Murder is not an option – Hive and Nest

It is 5:11 AM.   My alarm clock should be going off in a few minutes. I have been up for half an hour, though.  Why? Let me give you the transcript:

Mister:  Jennie?  Jennie, are you awake? Me: [I can hear him and actually think as I’m coming out of a deep sleep, “should I wake up or just stay asleep?  What if he’s freaking out and needs to talk?”  Which happens occasionally. I choose to wake up. My mouth isn’t awake yet, so what comes out is] hmmmph? Mister: Are the sprinklers on?  I think I hear them. Me: I don’t know.  Probably. Mister: I thought you turned them off because of all the rain. Me: It hasn’t rained in almost two weeks.  So I turned them back on. Mister: Oh, I was just wondering because I thought I heard the sprinklers. Me: [my voice becoming agitated and high-pitched]  Did you actually wake me up at 4:30 to ask me about the sprinklers?  Because that is the cruelest thing you have ever done. Mister: my sleeping pills aren’t working.

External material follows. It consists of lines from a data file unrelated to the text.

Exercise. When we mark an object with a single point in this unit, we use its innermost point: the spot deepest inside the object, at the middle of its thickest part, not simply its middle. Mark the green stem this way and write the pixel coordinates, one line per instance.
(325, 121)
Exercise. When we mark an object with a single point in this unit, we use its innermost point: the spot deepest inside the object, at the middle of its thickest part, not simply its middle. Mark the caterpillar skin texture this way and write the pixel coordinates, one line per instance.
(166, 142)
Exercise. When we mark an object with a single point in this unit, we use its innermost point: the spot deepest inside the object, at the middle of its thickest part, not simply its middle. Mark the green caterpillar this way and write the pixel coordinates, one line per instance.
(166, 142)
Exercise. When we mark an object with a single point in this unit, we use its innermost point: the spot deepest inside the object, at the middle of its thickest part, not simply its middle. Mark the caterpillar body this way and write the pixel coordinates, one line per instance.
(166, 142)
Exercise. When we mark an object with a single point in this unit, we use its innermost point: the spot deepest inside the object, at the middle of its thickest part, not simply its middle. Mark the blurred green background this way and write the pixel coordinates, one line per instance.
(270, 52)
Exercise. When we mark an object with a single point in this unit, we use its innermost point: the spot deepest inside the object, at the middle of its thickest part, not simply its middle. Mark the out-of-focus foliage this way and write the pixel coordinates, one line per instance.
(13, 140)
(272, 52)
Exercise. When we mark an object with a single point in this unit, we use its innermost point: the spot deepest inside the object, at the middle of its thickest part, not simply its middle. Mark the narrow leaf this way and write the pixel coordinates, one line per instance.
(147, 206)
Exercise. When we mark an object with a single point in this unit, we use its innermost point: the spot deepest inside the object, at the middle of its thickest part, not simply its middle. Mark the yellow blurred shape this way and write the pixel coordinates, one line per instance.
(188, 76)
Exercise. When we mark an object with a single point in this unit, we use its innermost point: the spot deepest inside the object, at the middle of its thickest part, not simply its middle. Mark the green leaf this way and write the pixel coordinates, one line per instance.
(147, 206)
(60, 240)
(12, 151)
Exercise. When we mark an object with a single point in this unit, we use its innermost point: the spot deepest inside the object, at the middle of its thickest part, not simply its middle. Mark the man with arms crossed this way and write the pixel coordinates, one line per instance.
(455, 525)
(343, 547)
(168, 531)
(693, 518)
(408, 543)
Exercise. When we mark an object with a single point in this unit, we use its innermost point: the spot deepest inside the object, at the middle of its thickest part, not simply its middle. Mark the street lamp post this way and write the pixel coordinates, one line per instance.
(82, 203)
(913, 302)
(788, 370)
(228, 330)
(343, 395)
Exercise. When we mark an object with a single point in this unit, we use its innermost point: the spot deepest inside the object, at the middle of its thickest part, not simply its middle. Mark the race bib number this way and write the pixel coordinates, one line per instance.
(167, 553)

So, do I stay awake and work out and drink an awful lot of caffeine today?  (I was crazy enough to invite a new family over for dinner and Family Home Evening tonight.  They have six kids as well. So I have some cleaning to do.  Plus I have to finish the family room curtains which I started four months ago, but haven’t felt pressed to finish until now. In other words, napping will not be a possibility.)

Or do I try to get back to sleep, which may or may not happen? I may just end up fuming in bed for an hour or so.  

I know I’m supposed to be doing the food storage item of the week, but I’m too mad to talk about that right now.

It’s sugar (5 lbs. per person), in case you are going to the store this morning.  I’ll write more about it later.